• La biodisponibilité

    La biodisponibilité est la fraction d’une substance ayant la possibilité d’être absorbée afin d’être utilisée par le métabolisme d’un être vivant.

    Ainsi un aliment avalé par un homme sera d’abord transformé par son tube digestif pour être absorbé. Cette transformation génère des déchets qui sont éliminés par voie fécale. Seule la fraction absorbée pourra être utilisée par le métabolisme. Elle constitue la partie biodisponible.

    De nombreux facteurs interviennent sur la biodisponibilité d’une substance et notamment sa solubilité dans l’eau, la compatibilité organique, etc.

    Ainsi le fer présent dans l’oxyde de fer (rouille) d’origine minérale est moins biodisponible que le fer présent dans une tranche de foie de veau d’origine organique car moins bien résorbé.

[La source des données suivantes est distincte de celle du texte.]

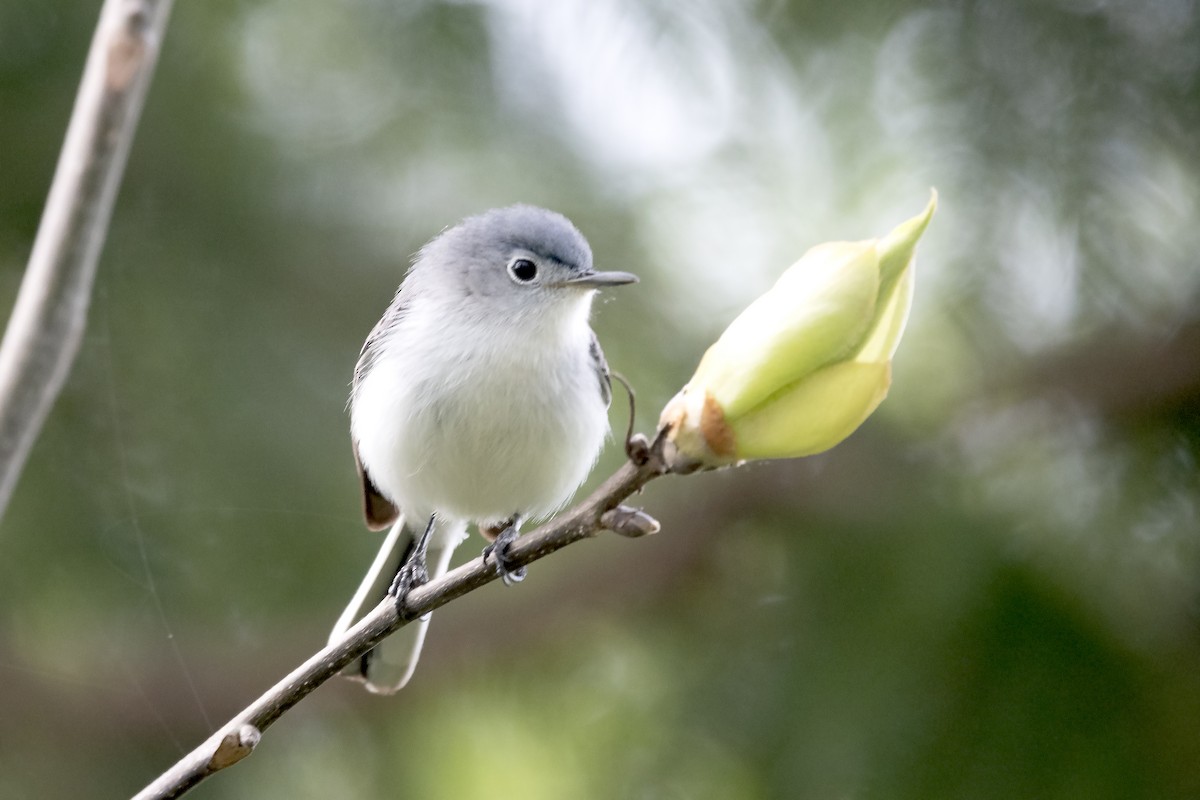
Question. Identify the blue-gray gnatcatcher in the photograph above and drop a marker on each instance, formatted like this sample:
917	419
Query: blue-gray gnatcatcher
480	397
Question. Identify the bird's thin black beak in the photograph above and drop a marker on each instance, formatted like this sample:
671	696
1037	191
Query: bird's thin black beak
598	280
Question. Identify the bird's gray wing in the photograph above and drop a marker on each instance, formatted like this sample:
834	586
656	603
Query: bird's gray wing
601	368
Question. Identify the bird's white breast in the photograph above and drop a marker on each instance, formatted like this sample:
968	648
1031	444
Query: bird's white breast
481	419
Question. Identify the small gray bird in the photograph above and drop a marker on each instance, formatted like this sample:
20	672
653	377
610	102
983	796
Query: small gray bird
481	396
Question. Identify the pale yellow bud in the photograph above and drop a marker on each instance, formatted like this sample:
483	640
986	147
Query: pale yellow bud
807	362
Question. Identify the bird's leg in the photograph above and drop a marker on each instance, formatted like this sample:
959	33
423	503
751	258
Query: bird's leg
502	539
413	572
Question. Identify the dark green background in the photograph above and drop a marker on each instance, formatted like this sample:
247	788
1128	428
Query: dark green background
989	591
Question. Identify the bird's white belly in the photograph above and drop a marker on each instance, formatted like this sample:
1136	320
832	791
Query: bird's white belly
483	444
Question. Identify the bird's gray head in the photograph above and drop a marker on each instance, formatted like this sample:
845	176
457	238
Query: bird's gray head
511	259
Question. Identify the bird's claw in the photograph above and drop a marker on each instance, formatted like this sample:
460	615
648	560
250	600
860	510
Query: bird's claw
498	549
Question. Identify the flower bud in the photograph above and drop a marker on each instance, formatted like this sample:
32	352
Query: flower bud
807	362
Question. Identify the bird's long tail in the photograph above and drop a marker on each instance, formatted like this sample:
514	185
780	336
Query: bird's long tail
390	665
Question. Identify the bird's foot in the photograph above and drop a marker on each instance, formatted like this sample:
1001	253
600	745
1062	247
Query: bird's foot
498	549
413	572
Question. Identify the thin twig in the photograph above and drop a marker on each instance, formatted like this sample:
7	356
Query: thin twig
51	313
603	510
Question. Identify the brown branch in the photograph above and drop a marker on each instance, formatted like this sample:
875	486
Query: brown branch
601	511
51	313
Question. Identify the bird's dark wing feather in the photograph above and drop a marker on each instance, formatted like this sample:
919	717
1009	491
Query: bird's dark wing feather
378	511
601	368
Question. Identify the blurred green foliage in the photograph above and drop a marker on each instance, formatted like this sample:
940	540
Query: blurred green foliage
989	591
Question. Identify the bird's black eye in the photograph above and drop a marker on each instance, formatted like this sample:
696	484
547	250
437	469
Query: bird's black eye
522	270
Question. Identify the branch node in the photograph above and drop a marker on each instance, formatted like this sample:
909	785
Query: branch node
235	746
629	522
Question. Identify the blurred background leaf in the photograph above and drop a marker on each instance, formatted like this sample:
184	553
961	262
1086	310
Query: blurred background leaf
989	591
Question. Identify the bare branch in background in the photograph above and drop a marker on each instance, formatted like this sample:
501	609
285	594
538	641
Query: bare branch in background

    Un produit sous forme non soluble dans l’eau, à moins que l’organisme ne soit spécialement équipé pour sa résorption active, sera également moins biodiponible que sous forme hydrosoluble.

    Par exemple les graisses pour être résorbées doivent être émulsifiées dans l’eau par les sels biliaires.

    Il en va de même pour le silicium sous forme minérale non hydrosoluble il est nettement moins biodisponible que sous forme organique totalement soluble.

    Mais la quantité de principe actif présent intervient également dans la biodisponibilité, à l’exception des voies dites saturables ou de certains mécanismes de résorption active comme celui du fer par exemple. Plus l’aliment sera riche dans un nutriment, plus la quantité mise à la disposition du métabolisme sera importante. D’où l’importance de garantir une quantité minimale de nutriments dans l’apport et de le titrer (doser).

    Le silicium présent dans SILEO répond aux principaux critères qui garantissent une biodisponibilité optimale.

    Il est :

    • totalement soluble dans l’eau
    • d’origine organique
    • l’extrait d’ortie employé est titré à minimum 1% en silicium

    Il est donc conforme à nos critères d’Ultra Haute BioDisponibilité (U.H.B.D.)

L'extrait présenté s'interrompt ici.